I can get data from the Internet. But this question is about the approaches to take when we have a small amount of data, like the one in National Data Science Bowl (classifying Planktons).

0

You can build this just with 100 images. In your case, Zebra and Giraffe need more images. With DNNClassifier (TensorFlow), you can do it. But the more images you have, the more accurate your classifier will be.

I suggest that you also watch the video: Train an Image Classifier with TensorFlow for Poets - Machine Learning Recipes #6.

3

Your data set would be what is called "unbalanced' and this can lead to problems in developing an accurate classifier.

The best thing to do (which you might not be able to do) is to find more images for those classes with a smaller number of images.

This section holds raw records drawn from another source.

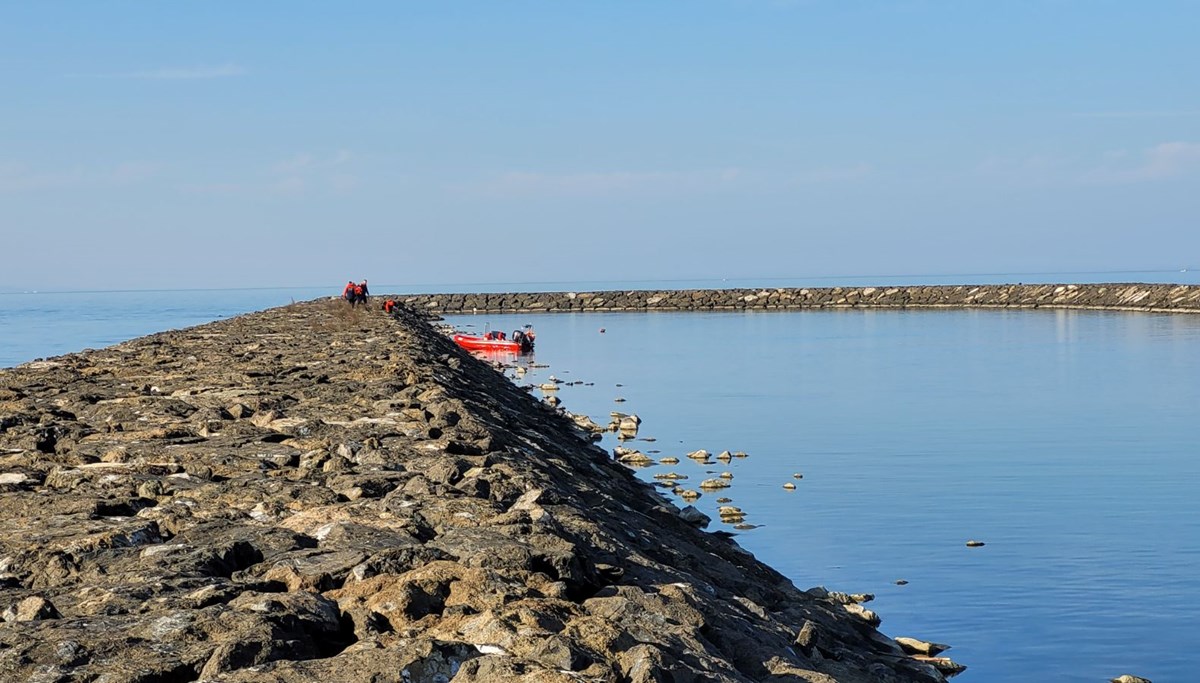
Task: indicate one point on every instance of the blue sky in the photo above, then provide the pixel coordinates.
(207, 144)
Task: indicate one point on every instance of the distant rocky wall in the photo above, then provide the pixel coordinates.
(1173, 298)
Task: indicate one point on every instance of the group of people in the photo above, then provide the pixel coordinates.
(355, 293)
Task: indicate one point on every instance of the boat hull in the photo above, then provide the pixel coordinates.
(480, 343)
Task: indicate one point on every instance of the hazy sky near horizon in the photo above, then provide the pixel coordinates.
(270, 143)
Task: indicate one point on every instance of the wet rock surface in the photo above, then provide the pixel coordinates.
(323, 493)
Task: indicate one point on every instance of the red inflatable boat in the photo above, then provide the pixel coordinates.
(521, 342)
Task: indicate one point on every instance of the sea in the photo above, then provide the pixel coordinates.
(1066, 442)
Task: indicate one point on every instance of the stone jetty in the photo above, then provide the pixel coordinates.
(1158, 298)
(323, 493)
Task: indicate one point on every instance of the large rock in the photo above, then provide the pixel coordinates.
(324, 493)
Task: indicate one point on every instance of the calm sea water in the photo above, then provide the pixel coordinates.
(1066, 441)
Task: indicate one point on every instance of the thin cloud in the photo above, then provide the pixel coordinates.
(606, 184)
(177, 73)
(19, 178)
(301, 174)
(834, 174)
(1159, 162)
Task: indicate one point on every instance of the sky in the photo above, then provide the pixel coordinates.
(292, 143)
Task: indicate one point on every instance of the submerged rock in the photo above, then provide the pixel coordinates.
(318, 492)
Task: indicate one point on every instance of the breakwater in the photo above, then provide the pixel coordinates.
(1157, 298)
(318, 492)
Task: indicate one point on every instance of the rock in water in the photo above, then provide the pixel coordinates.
(318, 492)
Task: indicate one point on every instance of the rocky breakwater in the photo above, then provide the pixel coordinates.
(323, 493)
(1176, 298)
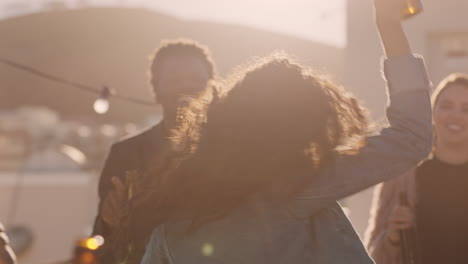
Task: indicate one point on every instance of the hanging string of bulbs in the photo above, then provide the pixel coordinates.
(101, 104)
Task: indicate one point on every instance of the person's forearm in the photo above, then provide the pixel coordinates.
(393, 38)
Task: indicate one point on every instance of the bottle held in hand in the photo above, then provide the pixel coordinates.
(413, 7)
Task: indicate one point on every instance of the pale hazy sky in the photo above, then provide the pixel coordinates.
(320, 20)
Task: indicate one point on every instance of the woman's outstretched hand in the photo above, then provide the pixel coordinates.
(388, 17)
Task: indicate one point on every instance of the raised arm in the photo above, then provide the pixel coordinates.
(396, 148)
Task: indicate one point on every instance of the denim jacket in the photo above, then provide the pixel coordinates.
(313, 228)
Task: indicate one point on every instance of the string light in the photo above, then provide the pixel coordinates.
(101, 105)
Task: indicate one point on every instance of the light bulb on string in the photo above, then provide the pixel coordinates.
(101, 105)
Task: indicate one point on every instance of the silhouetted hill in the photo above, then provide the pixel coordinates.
(110, 46)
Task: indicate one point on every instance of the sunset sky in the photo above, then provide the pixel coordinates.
(320, 20)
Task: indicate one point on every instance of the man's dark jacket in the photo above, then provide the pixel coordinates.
(134, 153)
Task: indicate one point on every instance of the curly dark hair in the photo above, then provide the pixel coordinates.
(275, 119)
(179, 48)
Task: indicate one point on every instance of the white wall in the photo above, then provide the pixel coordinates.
(59, 208)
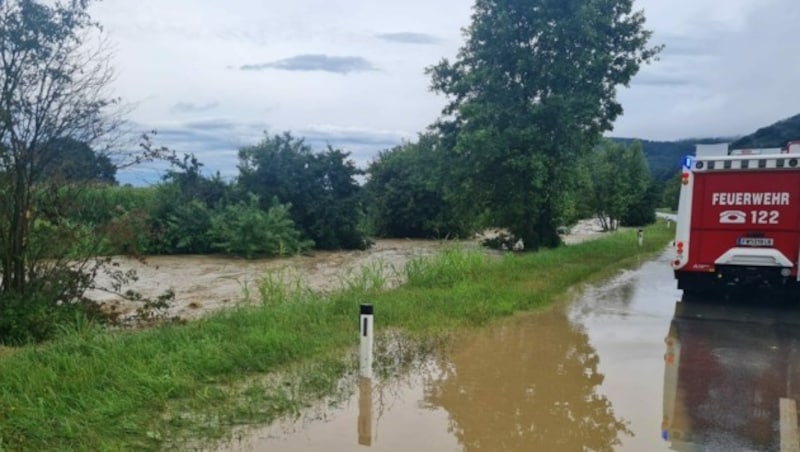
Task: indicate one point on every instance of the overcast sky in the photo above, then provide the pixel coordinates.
(212, 75)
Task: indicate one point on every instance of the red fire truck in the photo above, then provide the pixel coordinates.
(738, 222)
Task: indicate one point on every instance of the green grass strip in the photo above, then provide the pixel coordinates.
(94, 389)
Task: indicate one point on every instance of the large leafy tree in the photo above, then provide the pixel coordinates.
(52, 91)
(55, 75)
(533, 87)
(320, 186)
(409, 192)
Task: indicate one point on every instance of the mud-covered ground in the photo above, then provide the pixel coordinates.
(206, 283)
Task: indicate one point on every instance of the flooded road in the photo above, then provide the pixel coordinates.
(625, 366)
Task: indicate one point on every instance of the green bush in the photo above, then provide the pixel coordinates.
(247, 230)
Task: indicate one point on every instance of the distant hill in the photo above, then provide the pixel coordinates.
(773, 136)
(665, 157)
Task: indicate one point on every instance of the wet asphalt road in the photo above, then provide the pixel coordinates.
(625, 366)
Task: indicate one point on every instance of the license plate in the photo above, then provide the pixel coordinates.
(754, 241)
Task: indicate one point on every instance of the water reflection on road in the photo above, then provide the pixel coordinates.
(596, 374)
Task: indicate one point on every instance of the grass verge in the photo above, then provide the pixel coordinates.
(98, 390)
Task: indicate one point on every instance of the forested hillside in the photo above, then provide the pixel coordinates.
(664, 157)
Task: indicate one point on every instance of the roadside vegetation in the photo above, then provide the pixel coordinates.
(518, 146)
(252, 364)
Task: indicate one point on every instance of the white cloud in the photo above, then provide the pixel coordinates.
(729, 67)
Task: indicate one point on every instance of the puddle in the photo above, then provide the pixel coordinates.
(529, 383)
(625, 367)
(204, 284)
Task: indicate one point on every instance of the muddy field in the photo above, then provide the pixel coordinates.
(206, 283)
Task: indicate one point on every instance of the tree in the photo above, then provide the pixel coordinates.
(70, 161)
(621, 189)
(53, 100)
(321, 188)
(533, 87)
(408, 192)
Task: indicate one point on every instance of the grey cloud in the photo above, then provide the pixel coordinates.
(661, 80)
(409, 38)
(216, 143)
(339, 65)
(189, 107)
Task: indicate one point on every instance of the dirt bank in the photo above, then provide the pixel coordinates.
(206, 283)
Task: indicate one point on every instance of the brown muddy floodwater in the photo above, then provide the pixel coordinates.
(625, 366)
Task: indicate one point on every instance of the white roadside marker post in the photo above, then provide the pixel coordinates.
(366, 329)
(365, 380)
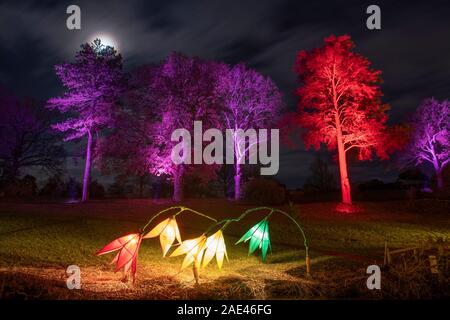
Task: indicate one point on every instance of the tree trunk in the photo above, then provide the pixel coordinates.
(87, 169)
(440, 179)
(141, 182)
(345, 182)
(178, 184)
(237, 182)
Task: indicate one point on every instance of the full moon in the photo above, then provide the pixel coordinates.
(107, 40)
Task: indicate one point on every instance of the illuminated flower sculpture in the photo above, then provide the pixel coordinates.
(201, 250)
(126, 258)
(215, 245)
(167, 231)
(193, 249)
(259, 238)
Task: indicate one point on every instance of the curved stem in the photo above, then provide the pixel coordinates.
(181, 209)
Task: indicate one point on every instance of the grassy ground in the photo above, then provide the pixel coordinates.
(39, 240)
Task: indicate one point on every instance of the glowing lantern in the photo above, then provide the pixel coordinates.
(215, 245)
(126, 258)
(259, 238)
(167, 231)
(193, 248)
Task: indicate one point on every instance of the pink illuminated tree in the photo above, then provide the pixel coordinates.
(184, 90)
(340, 103)
(430, 137)
(250, 101)
(93, 84)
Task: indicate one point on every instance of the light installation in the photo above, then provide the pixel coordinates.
(199, 251)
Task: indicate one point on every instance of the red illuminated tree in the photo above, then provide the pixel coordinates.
(340, 103)
(93, 83)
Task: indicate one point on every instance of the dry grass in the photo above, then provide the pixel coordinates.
(39, 240)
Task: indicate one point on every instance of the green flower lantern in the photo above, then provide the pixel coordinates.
(259, 238)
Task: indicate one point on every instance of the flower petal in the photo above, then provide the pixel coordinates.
(158, 229)
(116, 244)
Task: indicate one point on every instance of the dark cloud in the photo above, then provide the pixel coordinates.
(411, 49)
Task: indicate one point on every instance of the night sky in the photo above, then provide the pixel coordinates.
(412, 49)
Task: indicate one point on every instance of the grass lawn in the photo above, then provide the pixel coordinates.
(39, 240)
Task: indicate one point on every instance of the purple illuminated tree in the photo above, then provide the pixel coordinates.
(251, 101)
(26, 140)
(94, 83)
(125, 147)
(184, 90)
(430, 138)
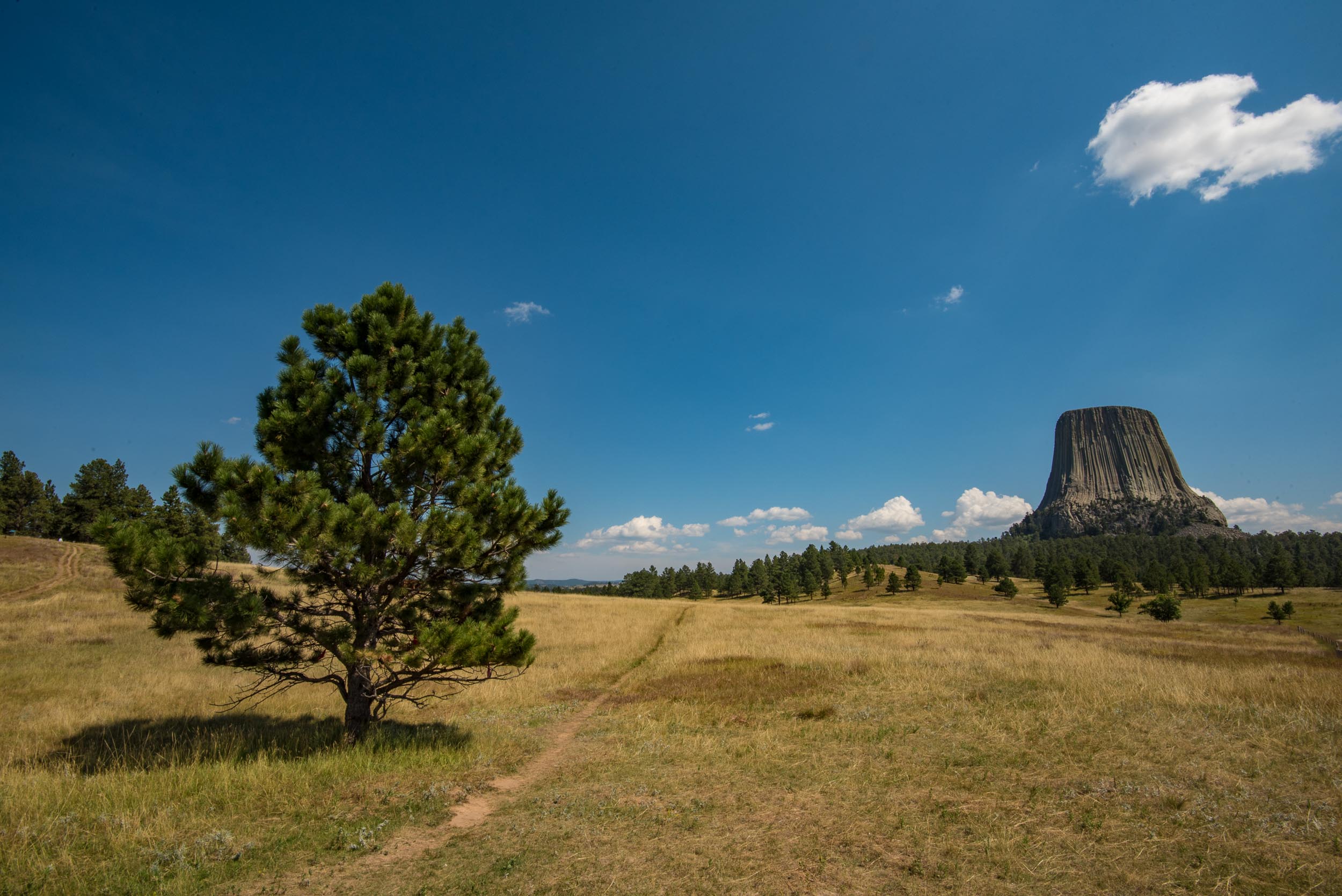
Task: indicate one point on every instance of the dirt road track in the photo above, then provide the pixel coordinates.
(68, 571)
(415, 841)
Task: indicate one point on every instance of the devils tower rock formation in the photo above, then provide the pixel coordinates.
(1113, 474)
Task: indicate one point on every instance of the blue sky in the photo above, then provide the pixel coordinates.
(724, 210)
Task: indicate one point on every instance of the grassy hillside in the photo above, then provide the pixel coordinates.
(866, 744)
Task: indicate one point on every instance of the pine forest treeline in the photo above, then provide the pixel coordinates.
(1137, 564)
(101, 491)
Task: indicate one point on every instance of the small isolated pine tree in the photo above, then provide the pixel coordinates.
(384, 487)
(1164, 608)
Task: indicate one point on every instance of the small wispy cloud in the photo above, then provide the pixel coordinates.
(951, 298)
(522, 311)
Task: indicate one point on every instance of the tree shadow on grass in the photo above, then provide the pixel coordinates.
(143, 745)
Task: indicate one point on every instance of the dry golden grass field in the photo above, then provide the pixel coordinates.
(944, 742)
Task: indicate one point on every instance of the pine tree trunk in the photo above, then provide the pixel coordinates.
(359, 704)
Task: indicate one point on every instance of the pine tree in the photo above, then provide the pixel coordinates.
(101, 489)
(1023, 563)
(1088, 573)
(1279, 572)
(384, 486)
(23, 499)
(995, 565)
(913, 579)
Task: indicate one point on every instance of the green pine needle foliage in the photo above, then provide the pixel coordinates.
(384, 489)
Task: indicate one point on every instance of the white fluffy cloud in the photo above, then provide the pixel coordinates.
(898, 515)
(522, 311)
(1192, 136)
(642, 536)
(774, 514)
(951, 297)
(787, 534)
(1257, 514)
(976, 509)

Another alternative is to synthetically produce more images. One way to do that is to use the Keras ImageDataGenerator.flow_from_directory. Documentation is at https://keras.io/preprocessing/image/. Create a directory (your_dir). In it, create a subdirectory Giraffe. Place all your 43 giraffe images into that directory. Create another directory your_save_dir, and leave it empty. Now, create the generators shown below.

datagen = ImageDataGenerator(rotation_range = 30, width_shift_range = 0.2,
height_shift_range = 0.2,
shear_range = 0.2,
zoom_range = 0.2,
horizontal_flip = True,
fill_mode = "nearest")

data=datagen.flow_from_directory(your_dir, target_size=(200, 200),
batch_size=43, shuffle=False,
save_to_dir=your_save_dir,save_format='png',
interpolation='nearest')

images,labels=data.next()


Now, each time you execute the last line of code, you will generate and store 43 more images in your_save_dir. These images will be transformed per the parameters in the image data generator in a random manner. While NOT as good as having truly original images, it will help significantly to balance the data set.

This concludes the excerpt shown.